Estávamos no Verão de S. Martinho e os dias eram tépidos e límpidos. Gisela disse-me um dia que anuíra a fazer uma pequena viagem de automóveclass="underline" ela, Ricardo e um seu amigo.
Precisava-se de outra senhora para fazer companhia ao amigo e tinham pensado em mim. Aceitei com alegria, porque na mesquinhez da minha vida estava sempre à espreita de tudo o que me pudesse torná-la menos insípida. Disse a Gino que era obrigada a fazer um trabalho extraordinário, e de manhã, pontualmente, eu estava no local marcado, que era do outro lado da ponte Milvio. O carro já me esperava, e quando me aproximei nem Gisela nem Ricardo, sentados no banco da frente, se mexeram, mas o amigo de Ricardo saltou em terra e veio ao meu encontro. Era um homem novo, de meia estatura, calvo, a cara amarelenta, com grandes olhos pretos, um nariz aquilino e uma boca larga, com as comissuras dos lábios parecendo sorrir.

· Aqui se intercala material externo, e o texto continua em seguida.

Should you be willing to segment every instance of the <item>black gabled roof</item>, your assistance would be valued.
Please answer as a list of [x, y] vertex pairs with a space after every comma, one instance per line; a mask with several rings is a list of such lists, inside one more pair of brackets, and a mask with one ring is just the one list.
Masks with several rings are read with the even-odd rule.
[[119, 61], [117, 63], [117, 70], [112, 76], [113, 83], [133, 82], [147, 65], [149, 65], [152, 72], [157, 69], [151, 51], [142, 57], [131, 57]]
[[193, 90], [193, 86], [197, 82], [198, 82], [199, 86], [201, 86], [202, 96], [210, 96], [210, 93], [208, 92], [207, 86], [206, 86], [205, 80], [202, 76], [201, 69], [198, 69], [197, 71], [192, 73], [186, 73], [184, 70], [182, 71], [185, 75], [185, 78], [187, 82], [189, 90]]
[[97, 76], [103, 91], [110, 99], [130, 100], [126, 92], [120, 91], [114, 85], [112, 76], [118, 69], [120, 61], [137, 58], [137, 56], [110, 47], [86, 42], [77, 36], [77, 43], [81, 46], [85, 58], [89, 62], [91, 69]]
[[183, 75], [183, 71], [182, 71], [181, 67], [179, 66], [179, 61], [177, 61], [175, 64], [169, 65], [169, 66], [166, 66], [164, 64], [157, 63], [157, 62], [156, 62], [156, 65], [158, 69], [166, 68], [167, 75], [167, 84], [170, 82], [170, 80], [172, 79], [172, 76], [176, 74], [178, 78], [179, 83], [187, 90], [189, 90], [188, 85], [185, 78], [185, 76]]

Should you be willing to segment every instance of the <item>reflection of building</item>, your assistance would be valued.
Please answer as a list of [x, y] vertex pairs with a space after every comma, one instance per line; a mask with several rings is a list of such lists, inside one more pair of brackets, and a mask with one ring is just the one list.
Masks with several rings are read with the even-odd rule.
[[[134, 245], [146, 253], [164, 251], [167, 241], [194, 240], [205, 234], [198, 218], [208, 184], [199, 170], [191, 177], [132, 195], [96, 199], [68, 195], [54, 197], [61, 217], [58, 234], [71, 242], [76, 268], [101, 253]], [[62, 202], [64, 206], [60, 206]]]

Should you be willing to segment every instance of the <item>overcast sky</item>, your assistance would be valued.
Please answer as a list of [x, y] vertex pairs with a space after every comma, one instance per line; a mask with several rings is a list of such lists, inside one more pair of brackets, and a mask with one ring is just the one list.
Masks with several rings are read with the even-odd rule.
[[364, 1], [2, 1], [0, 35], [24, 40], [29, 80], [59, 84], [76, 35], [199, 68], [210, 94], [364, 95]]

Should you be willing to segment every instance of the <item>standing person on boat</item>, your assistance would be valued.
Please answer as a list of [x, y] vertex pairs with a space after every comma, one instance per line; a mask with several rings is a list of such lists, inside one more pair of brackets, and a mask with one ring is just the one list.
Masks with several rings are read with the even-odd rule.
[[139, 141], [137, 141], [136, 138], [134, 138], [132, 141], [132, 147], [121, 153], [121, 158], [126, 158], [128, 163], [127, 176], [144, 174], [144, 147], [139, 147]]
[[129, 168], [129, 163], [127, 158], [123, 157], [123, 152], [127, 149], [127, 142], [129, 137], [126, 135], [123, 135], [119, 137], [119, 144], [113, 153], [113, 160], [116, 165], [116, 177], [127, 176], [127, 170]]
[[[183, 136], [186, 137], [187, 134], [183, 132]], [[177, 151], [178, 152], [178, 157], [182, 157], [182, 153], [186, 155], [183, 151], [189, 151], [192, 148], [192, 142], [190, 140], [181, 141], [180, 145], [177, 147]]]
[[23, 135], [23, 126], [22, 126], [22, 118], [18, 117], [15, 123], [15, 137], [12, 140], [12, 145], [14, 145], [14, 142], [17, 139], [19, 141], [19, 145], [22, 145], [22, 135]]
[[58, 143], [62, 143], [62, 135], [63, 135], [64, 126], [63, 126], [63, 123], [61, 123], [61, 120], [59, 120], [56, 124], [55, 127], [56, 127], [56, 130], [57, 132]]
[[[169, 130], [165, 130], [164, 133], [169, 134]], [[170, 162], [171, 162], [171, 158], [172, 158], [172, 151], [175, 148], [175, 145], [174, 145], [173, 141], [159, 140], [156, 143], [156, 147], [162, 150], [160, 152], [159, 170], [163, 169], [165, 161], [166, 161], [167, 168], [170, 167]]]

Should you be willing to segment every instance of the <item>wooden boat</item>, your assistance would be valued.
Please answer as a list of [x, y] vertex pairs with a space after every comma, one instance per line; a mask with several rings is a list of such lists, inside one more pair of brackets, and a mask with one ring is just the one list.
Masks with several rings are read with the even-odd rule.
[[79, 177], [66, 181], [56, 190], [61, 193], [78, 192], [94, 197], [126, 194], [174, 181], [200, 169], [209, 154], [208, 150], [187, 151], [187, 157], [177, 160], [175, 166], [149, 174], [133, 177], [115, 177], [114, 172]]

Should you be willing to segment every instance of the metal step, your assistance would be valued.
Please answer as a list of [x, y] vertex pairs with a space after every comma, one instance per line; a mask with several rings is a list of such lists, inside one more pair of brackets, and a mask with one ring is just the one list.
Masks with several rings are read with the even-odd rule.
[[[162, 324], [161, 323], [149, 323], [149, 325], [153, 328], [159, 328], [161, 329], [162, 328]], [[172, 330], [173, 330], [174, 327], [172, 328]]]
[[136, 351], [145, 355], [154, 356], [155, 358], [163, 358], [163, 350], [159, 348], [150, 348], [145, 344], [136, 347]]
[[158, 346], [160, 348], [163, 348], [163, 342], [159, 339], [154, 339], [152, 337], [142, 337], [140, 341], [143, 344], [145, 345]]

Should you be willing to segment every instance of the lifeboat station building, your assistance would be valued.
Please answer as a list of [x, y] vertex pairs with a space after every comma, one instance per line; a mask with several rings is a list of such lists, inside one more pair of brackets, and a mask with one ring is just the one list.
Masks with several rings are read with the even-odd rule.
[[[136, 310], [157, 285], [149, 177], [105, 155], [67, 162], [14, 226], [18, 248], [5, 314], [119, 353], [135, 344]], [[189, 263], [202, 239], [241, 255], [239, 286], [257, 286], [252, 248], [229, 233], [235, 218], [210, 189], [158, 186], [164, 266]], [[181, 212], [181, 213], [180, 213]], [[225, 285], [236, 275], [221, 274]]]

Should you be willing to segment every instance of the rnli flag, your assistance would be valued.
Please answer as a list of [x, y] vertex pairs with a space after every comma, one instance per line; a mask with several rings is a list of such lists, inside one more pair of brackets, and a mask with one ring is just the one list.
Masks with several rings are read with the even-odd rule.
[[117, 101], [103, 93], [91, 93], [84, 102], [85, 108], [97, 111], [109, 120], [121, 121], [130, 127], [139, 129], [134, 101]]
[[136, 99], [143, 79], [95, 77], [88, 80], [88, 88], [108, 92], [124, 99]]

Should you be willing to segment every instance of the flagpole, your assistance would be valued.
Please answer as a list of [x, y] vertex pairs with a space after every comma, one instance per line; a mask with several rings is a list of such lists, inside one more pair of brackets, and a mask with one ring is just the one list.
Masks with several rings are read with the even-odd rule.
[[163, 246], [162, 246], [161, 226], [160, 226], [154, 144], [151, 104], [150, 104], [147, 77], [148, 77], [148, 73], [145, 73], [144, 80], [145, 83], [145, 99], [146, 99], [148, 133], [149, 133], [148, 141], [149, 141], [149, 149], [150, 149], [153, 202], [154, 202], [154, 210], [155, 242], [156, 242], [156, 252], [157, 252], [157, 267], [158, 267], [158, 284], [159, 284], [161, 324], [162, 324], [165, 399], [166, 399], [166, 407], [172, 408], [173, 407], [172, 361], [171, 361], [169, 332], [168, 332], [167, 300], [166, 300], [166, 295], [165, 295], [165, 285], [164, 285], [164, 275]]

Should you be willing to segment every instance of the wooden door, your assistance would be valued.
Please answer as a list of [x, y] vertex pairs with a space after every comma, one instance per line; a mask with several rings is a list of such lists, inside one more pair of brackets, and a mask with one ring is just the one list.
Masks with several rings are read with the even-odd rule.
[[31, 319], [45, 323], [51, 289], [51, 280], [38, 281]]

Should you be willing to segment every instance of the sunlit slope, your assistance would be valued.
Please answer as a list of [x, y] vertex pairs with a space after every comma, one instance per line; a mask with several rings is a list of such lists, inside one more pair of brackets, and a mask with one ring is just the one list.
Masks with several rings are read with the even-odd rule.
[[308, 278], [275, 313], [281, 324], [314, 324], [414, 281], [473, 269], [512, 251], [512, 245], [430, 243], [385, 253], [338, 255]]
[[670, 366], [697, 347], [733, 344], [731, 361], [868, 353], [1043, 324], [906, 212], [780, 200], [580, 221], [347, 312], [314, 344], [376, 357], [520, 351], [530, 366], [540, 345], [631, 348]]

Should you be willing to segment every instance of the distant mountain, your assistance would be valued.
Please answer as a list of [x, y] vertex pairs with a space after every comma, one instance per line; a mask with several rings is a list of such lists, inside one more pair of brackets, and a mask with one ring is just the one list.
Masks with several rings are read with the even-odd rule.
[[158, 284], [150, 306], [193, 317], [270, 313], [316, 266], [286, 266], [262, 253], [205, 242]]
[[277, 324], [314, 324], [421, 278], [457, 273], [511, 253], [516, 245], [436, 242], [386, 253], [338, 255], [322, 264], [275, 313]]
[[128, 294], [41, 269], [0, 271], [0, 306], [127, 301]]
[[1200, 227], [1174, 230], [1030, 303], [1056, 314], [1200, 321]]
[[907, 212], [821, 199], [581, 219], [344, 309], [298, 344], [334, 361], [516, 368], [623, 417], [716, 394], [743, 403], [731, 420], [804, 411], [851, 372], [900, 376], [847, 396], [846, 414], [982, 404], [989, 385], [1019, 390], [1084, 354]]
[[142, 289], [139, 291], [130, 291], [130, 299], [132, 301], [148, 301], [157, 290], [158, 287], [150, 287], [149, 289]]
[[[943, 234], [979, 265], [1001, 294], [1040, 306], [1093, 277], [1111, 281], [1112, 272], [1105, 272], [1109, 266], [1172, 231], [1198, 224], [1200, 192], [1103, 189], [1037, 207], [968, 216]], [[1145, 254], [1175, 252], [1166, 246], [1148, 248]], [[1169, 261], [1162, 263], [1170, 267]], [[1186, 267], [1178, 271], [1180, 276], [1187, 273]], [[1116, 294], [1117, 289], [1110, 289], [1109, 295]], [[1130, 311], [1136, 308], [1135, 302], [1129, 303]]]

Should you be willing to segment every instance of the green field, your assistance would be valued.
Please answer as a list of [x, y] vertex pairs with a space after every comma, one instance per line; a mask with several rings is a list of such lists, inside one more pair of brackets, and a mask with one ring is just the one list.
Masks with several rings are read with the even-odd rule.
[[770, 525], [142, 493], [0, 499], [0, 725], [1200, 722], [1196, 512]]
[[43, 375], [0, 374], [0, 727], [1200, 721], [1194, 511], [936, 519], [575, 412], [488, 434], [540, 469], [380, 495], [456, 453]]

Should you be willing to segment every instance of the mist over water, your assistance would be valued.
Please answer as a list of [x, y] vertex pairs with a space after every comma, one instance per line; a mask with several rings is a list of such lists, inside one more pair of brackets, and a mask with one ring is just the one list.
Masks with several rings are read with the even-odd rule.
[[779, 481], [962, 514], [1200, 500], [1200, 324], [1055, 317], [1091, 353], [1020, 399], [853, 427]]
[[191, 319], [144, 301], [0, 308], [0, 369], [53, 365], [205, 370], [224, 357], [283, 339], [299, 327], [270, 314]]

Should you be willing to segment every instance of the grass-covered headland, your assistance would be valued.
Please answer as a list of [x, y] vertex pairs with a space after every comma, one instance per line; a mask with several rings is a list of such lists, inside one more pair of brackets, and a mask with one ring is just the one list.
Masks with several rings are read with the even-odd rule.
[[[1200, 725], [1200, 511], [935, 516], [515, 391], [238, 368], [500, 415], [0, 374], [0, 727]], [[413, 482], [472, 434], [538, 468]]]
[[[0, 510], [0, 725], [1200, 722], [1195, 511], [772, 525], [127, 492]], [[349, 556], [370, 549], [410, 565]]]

Estava vestido com elegáncia, mas num estilo diferente do de Ricardo, um estilo clássico: casaco cinzento-escuro, calças de um cinzento mais claro, colarinho engomado e gravata preta com uma pérola. Tinha uma voz doce. Os olhos também me pareceram doces, mas igualmente melancólicos e como que entristecidos.